A short-range vessel, within easy and frequent "fill-er-up" range of a variety of bases, might be able to get by without the ability to harvest fuel along the way, but I don't buy that long-range space travel is remotely practical without some form of "refueling along the way" involved. We're talking about truly tremendous amounts of energy... and even with 100% conversion by E=mc^2, you'd run out of gas pretty quickly.
Now, what the system is by which this ship "refuels en-route" may be subject to debate, but I just can't accept that it has to carry its own fuel supply at all times. Not with the sort of ships we see in Trek, anyway.
Besides, the Bussards have nothing to do with the warp drive. Tradition just puts them both in the nacelles, but in function, they really have nothing to do with each other.
Well, as I spend more time thinking about this, I'm leaning toward them being a "Reese Peanut-butter Cup" solution... two great tastes that taste great together.
That is... the nacelles are doing something to the fabric of space/time, in very much the same way that gravity affects the fabric of space/time (or rather, that MASS affects the fabric of space/time, with gravity being the result of that mass acting on space/time).
If the front end of he nacelle is looking like a very sharp "singularity" well, you can easily imagine any mass in a conical region in front of the ship being drawn towards the nacelle front... no need to project a "forcefield cone" or jump through any similar hoops. The "warp drive field" is, in fact, the collection method, in other words.
If that's the case, it makes practical sense to locate the hydrogen collector (aka "bussard device") where the majority of hydrogen will be drawn towards, doesn't it?
Alternatively, you might argue that the deflector is the best place to collect hydrogen from... but that presupposes that the deflector is a continuous beam, not a "pulse-based" device. Everything we've seen relating to the deflector (from TMP onwards) is either entirely ambiguous about how it operates or infers a pulse-based system. It does seem silly to be perpetually projecting a massive high-energy field in front of the ship if it has nothing which it needs to be doing at that moment, doesn't it?

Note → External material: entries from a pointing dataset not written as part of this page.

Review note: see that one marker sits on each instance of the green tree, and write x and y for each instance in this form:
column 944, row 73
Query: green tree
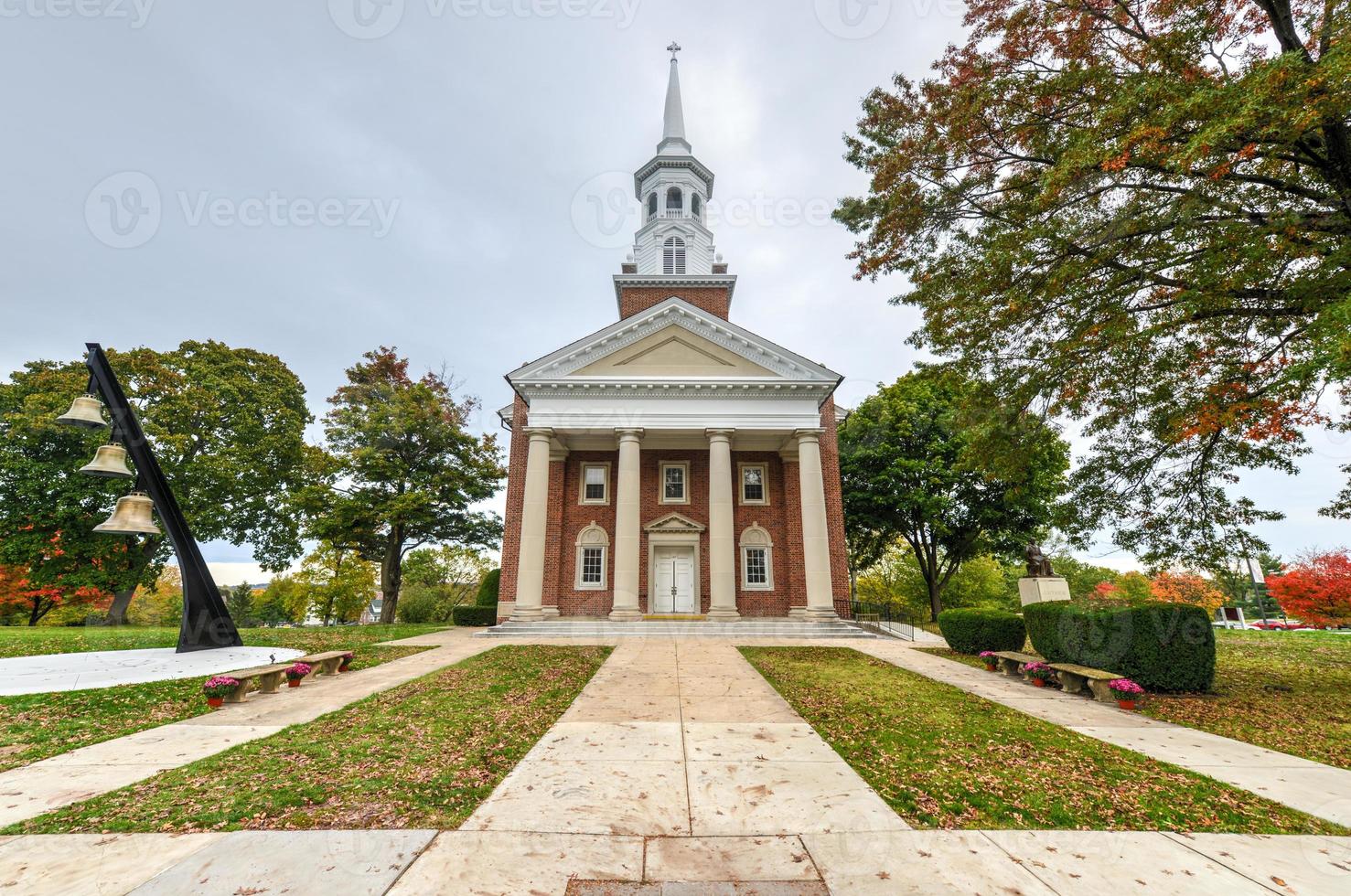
column 404, row 470
column 931, row 462
column 1133, row 213
column 227, row 427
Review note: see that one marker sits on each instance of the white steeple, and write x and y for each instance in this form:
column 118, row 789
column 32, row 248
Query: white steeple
column 673, row 135
column 674, row 189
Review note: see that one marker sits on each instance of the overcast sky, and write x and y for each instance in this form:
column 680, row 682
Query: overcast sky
column 319, row 178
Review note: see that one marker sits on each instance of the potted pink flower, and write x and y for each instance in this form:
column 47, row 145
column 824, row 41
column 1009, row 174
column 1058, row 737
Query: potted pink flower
column 218, row 688
column 1038, row 672
column 297, row 672
column 1126, row 691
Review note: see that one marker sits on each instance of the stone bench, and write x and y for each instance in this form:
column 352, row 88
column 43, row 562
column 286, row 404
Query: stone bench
column 269, row 680
column 323, row 663
column 1076, row 677
column 1013, row 661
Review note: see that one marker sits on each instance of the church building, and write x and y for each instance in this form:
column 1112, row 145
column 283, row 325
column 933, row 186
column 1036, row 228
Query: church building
column 673, row 463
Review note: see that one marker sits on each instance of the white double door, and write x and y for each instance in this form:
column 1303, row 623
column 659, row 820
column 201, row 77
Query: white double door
column 673, row 581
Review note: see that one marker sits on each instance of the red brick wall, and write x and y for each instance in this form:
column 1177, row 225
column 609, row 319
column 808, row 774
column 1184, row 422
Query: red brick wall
column 715, row 300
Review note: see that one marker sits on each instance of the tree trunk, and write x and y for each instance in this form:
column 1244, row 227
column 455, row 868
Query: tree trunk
column 391, row 578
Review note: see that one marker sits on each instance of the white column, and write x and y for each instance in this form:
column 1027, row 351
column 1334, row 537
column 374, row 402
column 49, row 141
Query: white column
column 722, row 539
column 627, row 527
column 816, row 546
column 534, row 521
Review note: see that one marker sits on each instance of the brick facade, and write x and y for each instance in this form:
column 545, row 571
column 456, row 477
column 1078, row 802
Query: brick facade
column 781, row 518
column 635, row 300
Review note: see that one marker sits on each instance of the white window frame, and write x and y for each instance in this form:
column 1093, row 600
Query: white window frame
column 756, row 539
column 581, row 496
column 592, row 539
column 741, row 479
column 660, row 482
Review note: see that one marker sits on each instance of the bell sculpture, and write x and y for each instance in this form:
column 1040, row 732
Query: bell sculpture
column 132, row 517
column 110, row 462
column 85, row 411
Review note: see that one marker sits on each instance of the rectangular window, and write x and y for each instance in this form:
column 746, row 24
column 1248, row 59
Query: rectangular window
column 594, row 566
column 676, row 484
column 753, row 485
column 595, row 484
column 756, row 566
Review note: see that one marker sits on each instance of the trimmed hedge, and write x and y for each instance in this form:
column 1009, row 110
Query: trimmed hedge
column 973, row 629
column 475, row 617
column 488, row 590
column 1162, row 646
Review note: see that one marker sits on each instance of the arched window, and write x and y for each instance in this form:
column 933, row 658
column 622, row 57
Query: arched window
column 756, row 560
column 592, row 558
column 673, row 257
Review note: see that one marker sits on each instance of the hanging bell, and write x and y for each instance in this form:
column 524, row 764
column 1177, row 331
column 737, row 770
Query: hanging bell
column 87, row 411
column 110, row 462
column 132, row 517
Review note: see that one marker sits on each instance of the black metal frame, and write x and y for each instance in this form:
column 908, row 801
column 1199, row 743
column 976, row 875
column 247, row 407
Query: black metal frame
column 206, row 621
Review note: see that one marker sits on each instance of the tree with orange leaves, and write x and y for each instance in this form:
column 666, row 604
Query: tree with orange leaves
column 1316, row 589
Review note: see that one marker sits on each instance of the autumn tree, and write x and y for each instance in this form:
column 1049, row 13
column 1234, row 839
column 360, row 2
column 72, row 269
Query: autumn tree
column 405, row 468
column 928, row 461
column 227, row 427
column 1316, row 589
column 1133, row 213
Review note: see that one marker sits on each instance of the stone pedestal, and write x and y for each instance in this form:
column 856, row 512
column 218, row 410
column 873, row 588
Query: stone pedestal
column 1041, row 590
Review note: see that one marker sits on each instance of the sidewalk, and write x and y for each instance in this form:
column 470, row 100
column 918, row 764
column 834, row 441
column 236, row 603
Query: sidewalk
column 79, row 774
column 1303, row 784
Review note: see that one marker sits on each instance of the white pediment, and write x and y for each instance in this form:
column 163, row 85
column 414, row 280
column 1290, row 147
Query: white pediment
column 674, row 340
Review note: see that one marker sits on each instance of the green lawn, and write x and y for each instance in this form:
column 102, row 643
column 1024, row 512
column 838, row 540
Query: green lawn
column 424, row 756
column 942, row 757
column 1288, row 691
column 37, row 726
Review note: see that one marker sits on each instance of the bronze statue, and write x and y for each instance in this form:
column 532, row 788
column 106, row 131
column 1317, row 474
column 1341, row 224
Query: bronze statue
column 1038, row 564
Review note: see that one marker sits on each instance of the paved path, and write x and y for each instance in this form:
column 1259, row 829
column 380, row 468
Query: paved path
column 79, row 774
column 1303, row 784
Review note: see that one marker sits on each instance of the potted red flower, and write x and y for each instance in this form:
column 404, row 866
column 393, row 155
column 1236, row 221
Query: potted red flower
column 218, row 688
column 1126, row 691
column 1038, row 674
column 297, row 672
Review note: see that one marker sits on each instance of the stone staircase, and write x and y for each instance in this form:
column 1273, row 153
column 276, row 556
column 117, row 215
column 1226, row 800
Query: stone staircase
column 750, row 628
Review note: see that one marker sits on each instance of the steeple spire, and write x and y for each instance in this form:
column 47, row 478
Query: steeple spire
column 673, row 133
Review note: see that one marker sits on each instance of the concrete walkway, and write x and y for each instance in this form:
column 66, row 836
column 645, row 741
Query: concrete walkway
column 1299, row 783
column 79, row 774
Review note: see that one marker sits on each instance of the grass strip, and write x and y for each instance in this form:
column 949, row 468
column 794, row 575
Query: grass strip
column 946, row 759
column 424, row 754
column 37, row 726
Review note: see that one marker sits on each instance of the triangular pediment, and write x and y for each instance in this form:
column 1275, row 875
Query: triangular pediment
column 674, row 522
column 674, row 340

I'm still working out a few of the details, but I think that the most practical place for the hydrogen collection is always at the front of the warp drive. Other races may not do this... but they seem less efficient overall (see the Klingons, who have three front-facing intakes... and probably much larger ratios of fuel-to-overall-mass than a multipurpose ship like the Enterprise). And they'd still be relying on the gas being attracted to the region in front of the ship by the warp drive field... they'd just be less efficient at scooping it up!